J'avais pleuré intensément la mort de mes parents durant de longs mois, qui fut interminable pour mes proches.
Afin d'être discrète pour préserver mon statut d'enchanteresse, je fis des mouvements de mains vers le bas pour modifier la trajectoire du vent puis traversa cette chaleur abominable. J'entourai les épaules de Milo en le faisant ressortir si rapidement qu'il tomba à terre. Son corps roula vers le bas de la pente mais je réussis à rattraper sa main et le déportai un peu plus haut, à l'abri des regards.
Tout le monde se trouvait dehors mais de leur angle de vue, ils ne pouvaient pas nous apercevoir. Il se frotta les yeux, la fumée épaisse l'empêchait de bien voir.
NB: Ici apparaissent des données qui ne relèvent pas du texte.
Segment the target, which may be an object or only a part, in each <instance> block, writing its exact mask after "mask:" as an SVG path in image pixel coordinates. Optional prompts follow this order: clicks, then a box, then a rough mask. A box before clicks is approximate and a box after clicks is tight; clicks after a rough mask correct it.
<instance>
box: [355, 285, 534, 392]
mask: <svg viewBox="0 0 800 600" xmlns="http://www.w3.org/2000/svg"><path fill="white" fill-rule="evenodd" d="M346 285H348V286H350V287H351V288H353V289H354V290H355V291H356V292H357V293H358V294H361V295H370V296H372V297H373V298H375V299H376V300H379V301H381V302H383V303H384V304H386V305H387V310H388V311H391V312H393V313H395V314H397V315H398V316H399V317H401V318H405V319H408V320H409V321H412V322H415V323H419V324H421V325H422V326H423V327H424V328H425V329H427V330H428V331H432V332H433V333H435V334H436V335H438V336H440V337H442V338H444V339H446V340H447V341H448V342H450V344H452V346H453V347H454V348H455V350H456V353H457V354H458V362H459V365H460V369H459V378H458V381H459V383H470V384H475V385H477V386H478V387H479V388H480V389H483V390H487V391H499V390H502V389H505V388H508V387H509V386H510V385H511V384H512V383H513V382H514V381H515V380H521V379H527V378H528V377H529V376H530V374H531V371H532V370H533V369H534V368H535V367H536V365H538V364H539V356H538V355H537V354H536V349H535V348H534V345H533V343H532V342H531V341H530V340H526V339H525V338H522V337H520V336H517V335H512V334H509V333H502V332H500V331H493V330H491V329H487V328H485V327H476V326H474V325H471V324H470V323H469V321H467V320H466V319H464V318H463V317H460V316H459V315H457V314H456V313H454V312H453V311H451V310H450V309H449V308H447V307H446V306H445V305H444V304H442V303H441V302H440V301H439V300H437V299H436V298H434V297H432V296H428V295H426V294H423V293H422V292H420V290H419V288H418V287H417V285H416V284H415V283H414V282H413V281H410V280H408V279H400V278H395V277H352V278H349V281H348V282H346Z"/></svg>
J'inspirai le moins de dioxyde de carbone possible et gardai une main à son épaule en cherchant le monstre du regard.
Je fus surprise de voir un témoin caché entre deux buissons, Neven. J'espérai qu'il n'eut pas tout entendu même si savoir que quelqu'un serait dans la confidence me soulagerait.
Milo était tombé lourdement sur le sol et se mit à tousser, les membres à moitié paralysés. Je détachai son écharpe et nouai un noeud de façon que la laine recouvre le bas de son visage.
Neven vint me donner un coup de main et aida Milo à se déplacer un peu plus loin pour éviter de recevoir des morceaux carbonisés qui virevoltaient dans l'air. Il baissa la tête :
— Finalement, cette soirée devient une catastrophe. Désolé.
Il partit sur ses derniers mots mystérieux. Toujours énervée, je soutins Milo puis contournai le bâtiment afin que personne ne nous voit dans cet état. Oncle Harold était censé venir nous chercher à deux heures du matin alors qu'il n'était que minuit.
Milo passa son doigt à mes lèvres, c'était une sensation étonnamment agréable aussi bien que malaisante mais lorsqu'il l'enleva, je vis qu'il avait enlevé les gouttelettes de sang. Son regard se perdait vers flammes qui diminuaient d'intensité.
Heureusement, mon voisin ne me demanda aucune explication, trop sonné par la brutalité de l'évènement et nous marchions durant une heure pour retrouver nos domiciles. Je jetai des coups d'oeil en permanence derrière moi. Habituellement, il parlait avec franchise sans réfléchir ce qui m'étonna de lui. Sa respiration était très audible de près et ses membres tremblaient convulsivement.
Je me mis à pleurer si soudainement qu'il sursauta. J'indiquai en mettant un doigt à sa bouche de ne rien dire à son père car ce dernier était ami avec mon oncle. Pour autant, il n'en démordit pas :
— Pour le moment, bouche cousue mais je voudrais que tu me parles de tes problèmes. Tu en as le droit, ajouta-t-il.
Il remit de l'ordre dans ses cheveux en bataille puis enleva le plus de saleté possible sur ses vêtements. Je croyais que Milo allait rentrer mais il me tapota le dos pour me réconforter. Sa gentillesse me toucha en plein coeur. J'essuyai mes larmes, me trouvant pathétique de pleurer mes défunts parents.
Ses doigts frôlèrent les miens puis il les capturait au niveau de son torse. Enroulant ses deux mains autour de la mienne, il tenta de sourire un instant mais les traits redescendirent aussitôt.
Sa bouche entrouverte tremblait mais le moment n'étant pas propice pour parler, il rejoignit son domicile en me souhaitant bonne nuit.
Harold sortit de son atelier en entendant le bruit de la porte principale. Je filai droit dans ma chambre en feignant un bâillement pour esquiver les questions de mon oncle.